Ogni giorno tutti i giorni, molte sono le azioni che possiamo compiere nelle nostre cooperative.
9 le azioni che la Commissione dirigenti cooperatrici di Confcooperative ha individuato.
Lo slogan scelto dalla commissione è Le pari opportunità non si improvvisano, si allenano, proprio a sottolineare che la scelta deve essere quotidiana e costante.
12 sono le azioni individuate dal UN Women, e vanno dalla condivisione dei carichi di cura nelle famiglie, al denunciare il sessismo e le molestie, alla condivisione dei lavori domestici, al rispetto per le scelte, in tutti i campi, compreso quello sessuale, degli altri.

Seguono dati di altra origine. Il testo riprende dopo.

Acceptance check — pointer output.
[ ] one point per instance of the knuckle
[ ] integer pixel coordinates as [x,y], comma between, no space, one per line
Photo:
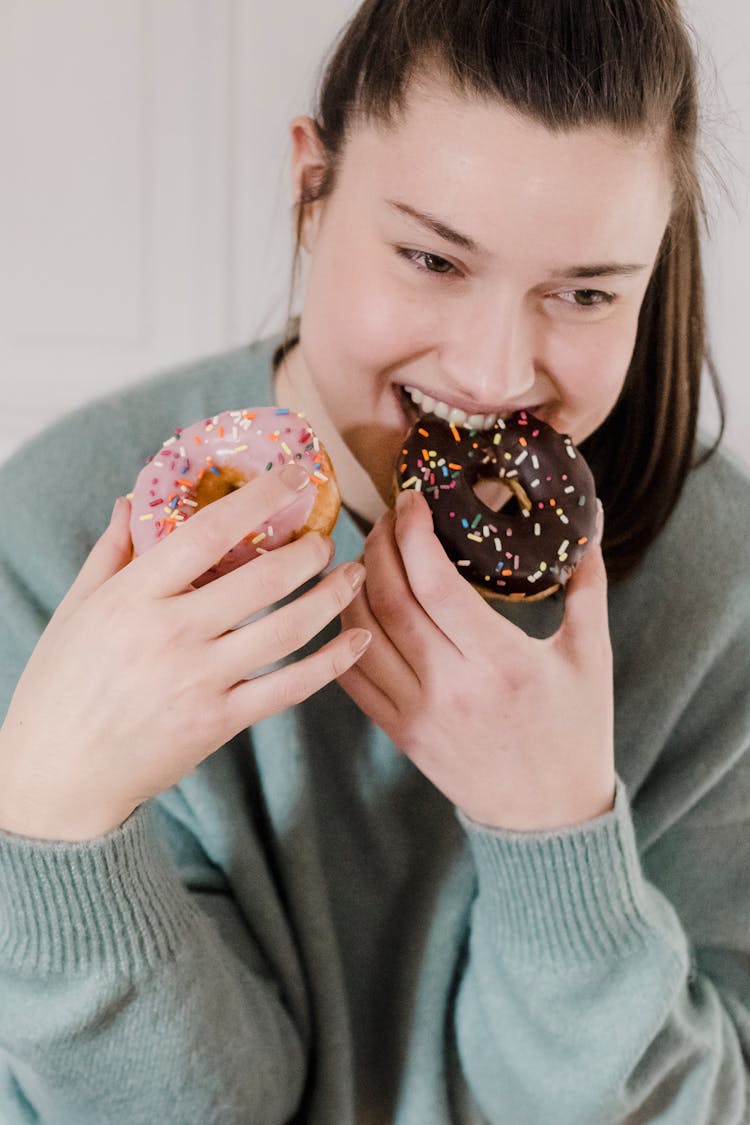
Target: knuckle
[319,549]
[288,633]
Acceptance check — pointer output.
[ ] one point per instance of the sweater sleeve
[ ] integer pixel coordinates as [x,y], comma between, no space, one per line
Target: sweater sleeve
[587,996]
[124,998]
[130,989]
[607,975]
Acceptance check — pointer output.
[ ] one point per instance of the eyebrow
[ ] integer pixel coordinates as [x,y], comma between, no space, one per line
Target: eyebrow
[449,234]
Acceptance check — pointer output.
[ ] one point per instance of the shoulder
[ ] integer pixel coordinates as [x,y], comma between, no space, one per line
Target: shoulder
[56,492]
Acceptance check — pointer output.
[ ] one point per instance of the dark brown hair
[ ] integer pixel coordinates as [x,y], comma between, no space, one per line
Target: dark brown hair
[627,64]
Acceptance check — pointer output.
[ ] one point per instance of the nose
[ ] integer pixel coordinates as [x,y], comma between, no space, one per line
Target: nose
[489,353]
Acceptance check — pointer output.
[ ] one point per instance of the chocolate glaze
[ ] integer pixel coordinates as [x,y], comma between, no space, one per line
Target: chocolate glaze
[531,546]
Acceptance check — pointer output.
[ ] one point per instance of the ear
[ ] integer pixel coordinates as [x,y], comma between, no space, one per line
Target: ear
[308,169]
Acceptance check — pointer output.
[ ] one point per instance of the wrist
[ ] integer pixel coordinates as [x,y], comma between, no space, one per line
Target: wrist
[567,807]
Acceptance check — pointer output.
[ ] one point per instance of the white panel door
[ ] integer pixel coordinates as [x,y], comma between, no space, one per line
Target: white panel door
[114,242]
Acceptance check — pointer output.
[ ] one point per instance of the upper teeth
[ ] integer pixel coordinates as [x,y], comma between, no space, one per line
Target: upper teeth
[452,414]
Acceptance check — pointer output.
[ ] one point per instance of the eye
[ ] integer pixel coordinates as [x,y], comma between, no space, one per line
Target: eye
[430,263]
[587,298]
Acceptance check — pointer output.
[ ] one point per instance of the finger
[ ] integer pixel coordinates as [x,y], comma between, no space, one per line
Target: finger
[110,554]
[208,534]
[223,604]
[585,629]
[250,701]
[369,698]
[392,602]
[382,663]
[287,629]
[458,610]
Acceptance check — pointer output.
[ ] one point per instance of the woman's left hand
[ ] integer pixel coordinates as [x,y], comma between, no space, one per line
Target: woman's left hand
[517,732]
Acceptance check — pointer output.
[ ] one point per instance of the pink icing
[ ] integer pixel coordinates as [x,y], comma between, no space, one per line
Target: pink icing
[251,441]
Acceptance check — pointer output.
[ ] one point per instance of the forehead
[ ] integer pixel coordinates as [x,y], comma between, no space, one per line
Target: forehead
[487,170]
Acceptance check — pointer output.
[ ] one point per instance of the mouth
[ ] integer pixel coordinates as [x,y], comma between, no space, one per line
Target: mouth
[416,402]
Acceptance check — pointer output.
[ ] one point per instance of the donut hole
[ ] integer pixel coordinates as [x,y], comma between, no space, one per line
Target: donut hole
[216,483]
[500,494]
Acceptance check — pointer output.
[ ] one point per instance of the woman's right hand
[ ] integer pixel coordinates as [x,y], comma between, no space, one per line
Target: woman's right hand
[139,676]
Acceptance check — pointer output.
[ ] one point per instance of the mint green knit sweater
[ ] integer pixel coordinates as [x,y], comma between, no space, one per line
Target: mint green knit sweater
[305,929]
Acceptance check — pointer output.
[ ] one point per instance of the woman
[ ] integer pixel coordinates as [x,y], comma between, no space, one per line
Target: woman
[538,909]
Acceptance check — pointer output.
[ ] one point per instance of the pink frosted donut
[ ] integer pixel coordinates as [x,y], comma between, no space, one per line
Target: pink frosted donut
[208,459]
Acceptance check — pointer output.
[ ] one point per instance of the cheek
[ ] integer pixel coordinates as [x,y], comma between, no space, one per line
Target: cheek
[590,370]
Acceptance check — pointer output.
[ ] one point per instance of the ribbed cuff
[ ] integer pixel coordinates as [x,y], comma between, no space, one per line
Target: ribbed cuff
[565,897]
[115,903]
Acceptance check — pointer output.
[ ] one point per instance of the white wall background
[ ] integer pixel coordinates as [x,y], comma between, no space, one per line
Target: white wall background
[145,214]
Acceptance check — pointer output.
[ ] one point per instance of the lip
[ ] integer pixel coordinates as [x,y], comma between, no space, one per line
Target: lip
[469,407]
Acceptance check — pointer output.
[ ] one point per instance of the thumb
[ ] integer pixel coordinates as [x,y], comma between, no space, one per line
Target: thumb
[110,554]
[586,600]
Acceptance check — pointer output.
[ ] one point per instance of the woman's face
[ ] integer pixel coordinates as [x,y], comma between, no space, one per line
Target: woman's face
[476,262]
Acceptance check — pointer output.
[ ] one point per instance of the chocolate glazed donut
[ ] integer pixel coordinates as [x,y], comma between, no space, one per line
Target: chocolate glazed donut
[529,549]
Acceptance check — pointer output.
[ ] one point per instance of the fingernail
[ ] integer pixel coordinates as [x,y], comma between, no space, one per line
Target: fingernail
[598,532]
[355,575]
[360,640]
[295,477]
[403,500]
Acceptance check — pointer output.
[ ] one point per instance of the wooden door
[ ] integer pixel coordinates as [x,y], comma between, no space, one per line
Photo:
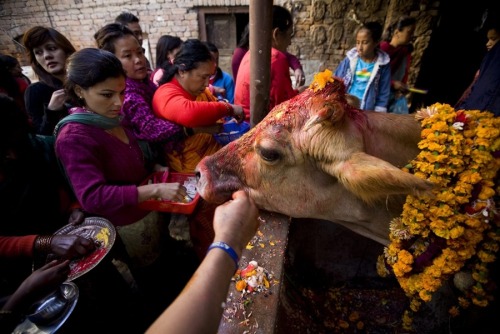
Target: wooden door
[221,30]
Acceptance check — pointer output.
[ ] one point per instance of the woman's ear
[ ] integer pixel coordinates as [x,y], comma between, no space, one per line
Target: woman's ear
[78,91]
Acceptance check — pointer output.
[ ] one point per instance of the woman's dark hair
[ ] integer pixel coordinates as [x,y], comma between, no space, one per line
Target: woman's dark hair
[89,67]
[7,81]
[192,53]
[164,46]
[106,36]
[37,36]
[400,24]
[126,18]
[282,18]
[374,28]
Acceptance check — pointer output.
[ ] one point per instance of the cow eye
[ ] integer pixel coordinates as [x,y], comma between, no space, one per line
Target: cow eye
[269,155]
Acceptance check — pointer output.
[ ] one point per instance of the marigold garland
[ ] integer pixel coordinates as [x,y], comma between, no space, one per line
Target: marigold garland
[458,228]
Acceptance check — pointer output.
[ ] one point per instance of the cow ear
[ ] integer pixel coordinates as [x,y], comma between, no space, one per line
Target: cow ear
[324,111]
[372,179]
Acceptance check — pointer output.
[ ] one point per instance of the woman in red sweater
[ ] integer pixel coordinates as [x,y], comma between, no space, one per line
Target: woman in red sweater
[183,97]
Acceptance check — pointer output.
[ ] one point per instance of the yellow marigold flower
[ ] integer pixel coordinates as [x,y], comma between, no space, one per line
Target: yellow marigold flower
[456,232]
[470,177]
[321,79]
[426,296]
[486,193]
[486,256]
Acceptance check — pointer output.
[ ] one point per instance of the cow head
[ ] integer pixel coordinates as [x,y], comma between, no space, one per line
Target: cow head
[316,156]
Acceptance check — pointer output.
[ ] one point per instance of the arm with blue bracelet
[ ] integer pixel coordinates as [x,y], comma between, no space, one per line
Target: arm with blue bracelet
[225,247]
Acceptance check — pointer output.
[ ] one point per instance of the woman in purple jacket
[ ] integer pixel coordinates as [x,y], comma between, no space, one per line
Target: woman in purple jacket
[104,161]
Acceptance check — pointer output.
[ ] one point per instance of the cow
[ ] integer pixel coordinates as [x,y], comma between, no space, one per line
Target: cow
[316,156]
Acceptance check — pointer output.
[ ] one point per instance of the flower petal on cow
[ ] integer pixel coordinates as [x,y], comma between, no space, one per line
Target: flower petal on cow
[458,228]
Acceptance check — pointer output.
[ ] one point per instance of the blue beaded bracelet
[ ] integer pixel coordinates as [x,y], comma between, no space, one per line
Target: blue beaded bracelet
[225,247]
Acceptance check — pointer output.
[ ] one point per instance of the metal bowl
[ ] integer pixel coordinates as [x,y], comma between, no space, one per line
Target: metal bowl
[53,307]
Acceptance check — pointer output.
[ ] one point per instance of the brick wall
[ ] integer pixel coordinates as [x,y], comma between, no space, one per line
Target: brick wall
[323,28]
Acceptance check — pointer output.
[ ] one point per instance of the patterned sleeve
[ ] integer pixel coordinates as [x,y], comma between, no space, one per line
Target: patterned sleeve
[141,119]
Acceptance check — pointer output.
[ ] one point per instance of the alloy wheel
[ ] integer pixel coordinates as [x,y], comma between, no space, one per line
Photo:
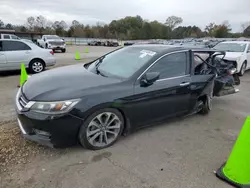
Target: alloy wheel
[103,129]
[37,67]
[243,69]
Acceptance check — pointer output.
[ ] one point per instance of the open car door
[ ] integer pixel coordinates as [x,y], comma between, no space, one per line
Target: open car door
[212,62]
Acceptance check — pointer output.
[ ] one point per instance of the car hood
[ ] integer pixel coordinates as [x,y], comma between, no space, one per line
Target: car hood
[69,82]
[232,55]
[55,40]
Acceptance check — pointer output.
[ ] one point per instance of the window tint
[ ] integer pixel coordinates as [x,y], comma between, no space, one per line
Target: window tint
[171,65]
[6,37]
[15,46]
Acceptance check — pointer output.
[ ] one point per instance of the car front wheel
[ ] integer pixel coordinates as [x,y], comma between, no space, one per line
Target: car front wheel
[243,68]
[36,66]
[101,129]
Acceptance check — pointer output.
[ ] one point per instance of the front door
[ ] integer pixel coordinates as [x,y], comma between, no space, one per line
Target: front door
[248,57]
[2,55]
[168,96]
[16,52]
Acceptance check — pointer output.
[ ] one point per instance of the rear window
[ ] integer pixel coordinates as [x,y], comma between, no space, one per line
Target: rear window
[125,62]
[15,46]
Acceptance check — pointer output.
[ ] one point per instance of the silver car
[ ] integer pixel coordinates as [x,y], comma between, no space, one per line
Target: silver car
[15,52]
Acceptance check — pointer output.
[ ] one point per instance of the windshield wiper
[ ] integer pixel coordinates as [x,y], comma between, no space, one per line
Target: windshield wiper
[98,71]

Il cambiamento passa dall’educazione: educhiamo le nostre figlie che qualsiasi lavoro è adatto, rifiutiamo gli stereotipi di genere che vogliono i maschi forti e le femmine emotive.
Lavoriamo perché si affermi la cultura dell’essere fuori ciò che ci si sente di essere dentro, e che questo non pregiudichi in alcun modo l’accesso alle opportunità (lavorative e non).
“Non esistono parole sbagliate. Esiste un uso sbagliato delle parole.“
È il motto del progetto Parlare Civile, creato qualche anno fa da Redattore Sociale e dall’associazione Parsec, il cui sottotitolo è:
Comunicare senza discriminare.
Le parole, di per sé, non sono sbagliate. Ma il modo in cui le mettiamo insieme e poi le usiamo per esprimere i nostri pensieri, può trasformarsi in un’arma di offesa e di mancanza di rispetto. Le parole che scegliamo di usare danno forma al pensiero e al mondo intorno a noi.
Alice Orrù, Cos’è il linguaggio inclusivo
Ciò che non nominiamo non esiste.
Ciò che nominiamo male, rimane incastrato tra le grate del pregiudizio.
Il pensiero si forma con le parole che usiamo. La forza generativa delle parole è potentissima. Allora iniziamo da qui!
Il dibattito è acceso, e va molto oltre la semplice declinazione al femminile di lavori tradizionalmente definiti al maschile. Se si cerca su Google Linguaggio inclusivo si trovano oltre 1.010.000 risultati.
Facciamo attenzione a come parliamo e, ancora di più a come scriviamo. Non per mero esercizio linguistico, ma perché attraverso le parole veicoliamo chi siamo e come la pensiamo e, peggio, contribuiamo a rafforzare stereotipi.
E, soprattutto, non ragioniamo solo in ottica di genere, anche se è importante. Partiamo dal considerarla, innanzi tutto, una questione di rispetto.